Ich möchte aber die Gelegenheit nutzen, um Frau Dr. Schellong und ihrem Team für den Start der Traumaambulanz in Dresden und für die weitere Arbeit alles Gute zu wünschen.
Aber zurück zum Antrag. Es wäre nicht nur wünschenswert, sondern notwendig gewesen, wenn der Antrag auch andere Akteure stärker ins Blickfeld genommen hätte. Denn wenn man sich anschaut, mit welchen Stellen sich Frauen, Männer und Kinder, die Opfer einer Straftat geworden sind, regelmäßig als Erstes konfrontiert sehen, dann sind das nicht die Opferberatungsstellen oder Einrichtungen wie Traumaambulanzen, sondern es sind staatliche Stellen. Regelmäßig sind es Polizeibeamtinnen oder Polizeibeamte oder sonstige Mitarbeiter der Strafverfolgungsbehörden, mit denen die Opfer als Erstes in Kontakt kommen.

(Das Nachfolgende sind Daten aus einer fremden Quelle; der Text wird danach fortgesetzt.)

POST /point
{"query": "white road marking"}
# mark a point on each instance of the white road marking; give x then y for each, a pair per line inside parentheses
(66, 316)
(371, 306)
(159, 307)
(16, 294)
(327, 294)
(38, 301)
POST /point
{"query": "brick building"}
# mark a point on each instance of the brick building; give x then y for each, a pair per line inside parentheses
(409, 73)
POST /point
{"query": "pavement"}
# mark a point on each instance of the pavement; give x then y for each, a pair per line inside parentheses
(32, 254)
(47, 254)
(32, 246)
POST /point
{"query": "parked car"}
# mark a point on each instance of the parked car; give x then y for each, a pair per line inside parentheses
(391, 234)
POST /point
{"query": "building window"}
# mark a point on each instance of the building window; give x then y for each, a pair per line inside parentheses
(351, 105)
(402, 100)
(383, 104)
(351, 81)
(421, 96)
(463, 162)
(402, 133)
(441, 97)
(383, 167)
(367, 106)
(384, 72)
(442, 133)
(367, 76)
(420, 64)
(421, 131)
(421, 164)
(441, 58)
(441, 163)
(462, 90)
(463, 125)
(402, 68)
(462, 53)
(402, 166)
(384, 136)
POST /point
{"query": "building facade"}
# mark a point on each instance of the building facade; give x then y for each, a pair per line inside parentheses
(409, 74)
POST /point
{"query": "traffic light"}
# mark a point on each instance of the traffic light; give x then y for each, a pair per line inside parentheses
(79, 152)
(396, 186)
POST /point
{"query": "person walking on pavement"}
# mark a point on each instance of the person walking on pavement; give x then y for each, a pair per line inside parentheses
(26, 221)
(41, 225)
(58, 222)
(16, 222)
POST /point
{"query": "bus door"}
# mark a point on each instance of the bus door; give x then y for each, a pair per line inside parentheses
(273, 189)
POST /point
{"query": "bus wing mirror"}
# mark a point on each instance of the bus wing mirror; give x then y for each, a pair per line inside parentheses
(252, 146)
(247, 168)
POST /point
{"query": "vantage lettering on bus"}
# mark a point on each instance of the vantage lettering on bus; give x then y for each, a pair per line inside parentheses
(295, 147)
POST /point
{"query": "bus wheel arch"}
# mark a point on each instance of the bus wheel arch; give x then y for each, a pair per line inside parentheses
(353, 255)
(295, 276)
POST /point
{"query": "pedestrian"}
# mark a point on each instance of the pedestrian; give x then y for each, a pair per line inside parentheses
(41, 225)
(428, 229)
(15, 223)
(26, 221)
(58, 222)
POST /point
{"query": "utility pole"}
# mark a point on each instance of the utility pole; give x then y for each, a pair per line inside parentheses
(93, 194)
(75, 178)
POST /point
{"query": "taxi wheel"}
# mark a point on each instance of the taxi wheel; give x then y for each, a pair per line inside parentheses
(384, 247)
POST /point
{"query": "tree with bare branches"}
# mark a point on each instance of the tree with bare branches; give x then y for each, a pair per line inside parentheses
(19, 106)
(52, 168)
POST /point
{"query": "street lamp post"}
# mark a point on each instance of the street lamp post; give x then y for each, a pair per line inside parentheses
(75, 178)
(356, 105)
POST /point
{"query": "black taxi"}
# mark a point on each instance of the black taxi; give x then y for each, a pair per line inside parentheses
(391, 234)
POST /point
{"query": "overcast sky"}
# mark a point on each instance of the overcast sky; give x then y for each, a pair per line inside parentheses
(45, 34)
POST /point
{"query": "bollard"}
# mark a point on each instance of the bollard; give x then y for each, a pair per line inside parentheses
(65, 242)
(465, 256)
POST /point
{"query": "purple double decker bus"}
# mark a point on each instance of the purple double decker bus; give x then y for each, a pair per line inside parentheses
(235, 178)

Kümmern Sie sich bitte auch um diese, indem Sie die EUOpferschutzrichtlinie möglichst zügig und nicht erst Ende 2015 umsetzen. Auch das ist die Voraussetzung dafür, dass wir eine flächen- und vor allem institutionenübergreifende Kooperation in Sachen Opferschutz bekommen.

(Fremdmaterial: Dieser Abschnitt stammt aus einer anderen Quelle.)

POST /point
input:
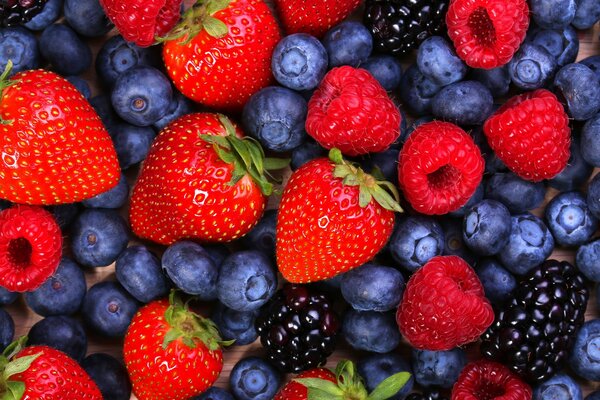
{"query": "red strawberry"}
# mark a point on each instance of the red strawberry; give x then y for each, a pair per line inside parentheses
(530, 133)
(142, 21)
(210, 188)
(30, 247)
(170, 352)
(220, 54)
(487, 33)
(332, 217)
(313, 16)
(53, 146)
(351, 111)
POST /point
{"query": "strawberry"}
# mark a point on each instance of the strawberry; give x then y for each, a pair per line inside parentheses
(53, 146)
(332, 217)
(220, 54)
(170, 352)
(43, 373)
(201, 181)
(313, 16)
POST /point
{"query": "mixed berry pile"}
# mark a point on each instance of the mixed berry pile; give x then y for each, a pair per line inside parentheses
(302, 177)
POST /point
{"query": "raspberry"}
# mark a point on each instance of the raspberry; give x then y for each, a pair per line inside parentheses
(444, 305)
(30, 247)
(440, 167)
(351, 111)
(487, 33)
(531, 135)
(489, 380)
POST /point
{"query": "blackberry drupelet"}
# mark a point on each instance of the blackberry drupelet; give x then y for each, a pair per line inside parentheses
(535, 330)
(298, 328)
(399, 26)
(17, 12)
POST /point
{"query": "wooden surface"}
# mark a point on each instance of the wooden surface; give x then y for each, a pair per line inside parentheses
(25, 318)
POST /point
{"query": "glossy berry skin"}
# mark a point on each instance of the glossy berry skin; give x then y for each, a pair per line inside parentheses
(92, 165)
(439, 168)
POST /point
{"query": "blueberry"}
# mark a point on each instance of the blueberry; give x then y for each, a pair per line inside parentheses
(415, 241)
(497, 281)
(349, 43)
(517, 194)
(140, 272)
(253, 378)
(62, 333)
(142, 95)
(20, 46)
(98, 236)
(191, 269)
(529, 244)
(532, 67)
(486, 227)
(235, 325)
(276, 117)
(62, 293)
(438, 61)
(386, 69)
(247, 280)
(108, 309)
(109, 374)
(579, 87)
(375, 368)
(465, 103)
(438, 368)
(299, 62)
(372, 287)
(113, 198)
(68, 54)
(371, 331)
(570, 219)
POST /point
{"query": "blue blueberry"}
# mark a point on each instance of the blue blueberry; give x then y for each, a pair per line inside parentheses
(415, 241)
(253, 378)
(109, 374)
(517, 194)
(247, 280)
(62, 293)
(139, 271)
(375, 368)
(62, 333)
(371, 331)
(465, 103)
(386, 69)
(98, 236)
(142, 95)
(438, 368)
(349, 43)
(20, 46)
(532, 67)
(437, 60)
(299, 62)
(529, 244)
(372, 287)
(108, 309)
(579, 87)
(276, 117)
(191, 269)
(570, 220)
(68, 54)
(497, 281)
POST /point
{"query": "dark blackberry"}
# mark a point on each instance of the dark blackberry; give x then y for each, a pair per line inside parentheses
(534, 332)
(399, 26)
(298, 327)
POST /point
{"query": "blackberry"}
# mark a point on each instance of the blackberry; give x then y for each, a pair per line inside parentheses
(298, 328)
(534, 332)
(399, 26)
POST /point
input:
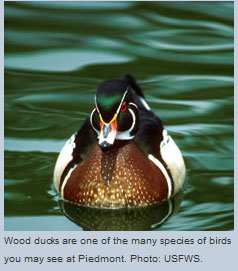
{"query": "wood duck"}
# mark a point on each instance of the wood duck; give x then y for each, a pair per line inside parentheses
(121, 156)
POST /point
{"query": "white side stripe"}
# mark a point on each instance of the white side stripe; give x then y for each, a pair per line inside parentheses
(66, 179)
(161, 167)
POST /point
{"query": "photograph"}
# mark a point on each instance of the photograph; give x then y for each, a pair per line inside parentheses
(119, 116)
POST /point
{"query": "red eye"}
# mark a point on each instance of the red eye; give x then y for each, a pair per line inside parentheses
(123, 107)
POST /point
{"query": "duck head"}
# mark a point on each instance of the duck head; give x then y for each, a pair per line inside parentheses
(115, 116)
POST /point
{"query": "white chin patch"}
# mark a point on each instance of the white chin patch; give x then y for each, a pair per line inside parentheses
(109, 139)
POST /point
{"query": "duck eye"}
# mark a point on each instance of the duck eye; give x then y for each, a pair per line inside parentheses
(123, 107)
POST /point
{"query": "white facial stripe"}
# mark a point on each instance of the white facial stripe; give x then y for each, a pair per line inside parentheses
(126, 134)
(134, 120)
(123, 97)
(162, 168)
(96, 105)
(91, 120)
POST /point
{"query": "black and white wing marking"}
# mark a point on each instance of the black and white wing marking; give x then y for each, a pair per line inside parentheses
(73, 153)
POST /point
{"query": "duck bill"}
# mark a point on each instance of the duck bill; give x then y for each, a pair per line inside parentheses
(108, 133)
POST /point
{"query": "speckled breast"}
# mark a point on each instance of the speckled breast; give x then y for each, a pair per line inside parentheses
(121, 177)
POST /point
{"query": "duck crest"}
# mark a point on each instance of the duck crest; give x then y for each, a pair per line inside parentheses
(121, 156)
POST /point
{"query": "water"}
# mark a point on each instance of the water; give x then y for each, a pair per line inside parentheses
(182, 55)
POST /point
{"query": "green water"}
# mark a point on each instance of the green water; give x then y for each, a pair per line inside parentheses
(56, 53)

Ich hoffe dann, ähnlich wie Frau Gläß, dass der Antrag auch haushaltsrelevante Folgen hat. Die Forderung nach einem flächendeckenden Angebot der Traumaambulanz steht ja nur in der Begründung und mit den derzeit eingestellten 100 000 Euro werden Sie da nicht so weit kommen. Ich verweise auch auf die nicht ausreichende Förderung der bestehenden Beratungs- und Hilfsangebote vor allem im Bereich häusliche Gewalt, weil dort seit 2007 die Förderhöhen trotz steigender Inanspruchnahme nicht verändert worden sind.
Ich möchte auch an dieser Stelle an die letzte Haushaltsberatung erinnern und an die von den Fraktionen FDP und
CDU durchgezogene, ich möchte sagen wirklich schäbige Kürzung der Mittel für die Beratungsstelle KobraNet, der Beratungsstelle für Opfer von Menschenhandel. Zum Glück wurde die Arbeit dieser Beratungsstelle noch gerettet, weil das Ministerium dafür Mittel zur Verfügung gestellt hat. Aber das war wirklich kein Glücksgriff von CDU und FDP.
Diese Dinge gehören genauso zum Thema Opferschutz und zur Hilfe für traumatisierte Opfer. Wir werden dem Antrag dennoch zustimmen und in den nächsten Monaten und spätestens zur nächsten Haushaltsberatung daran erinnern.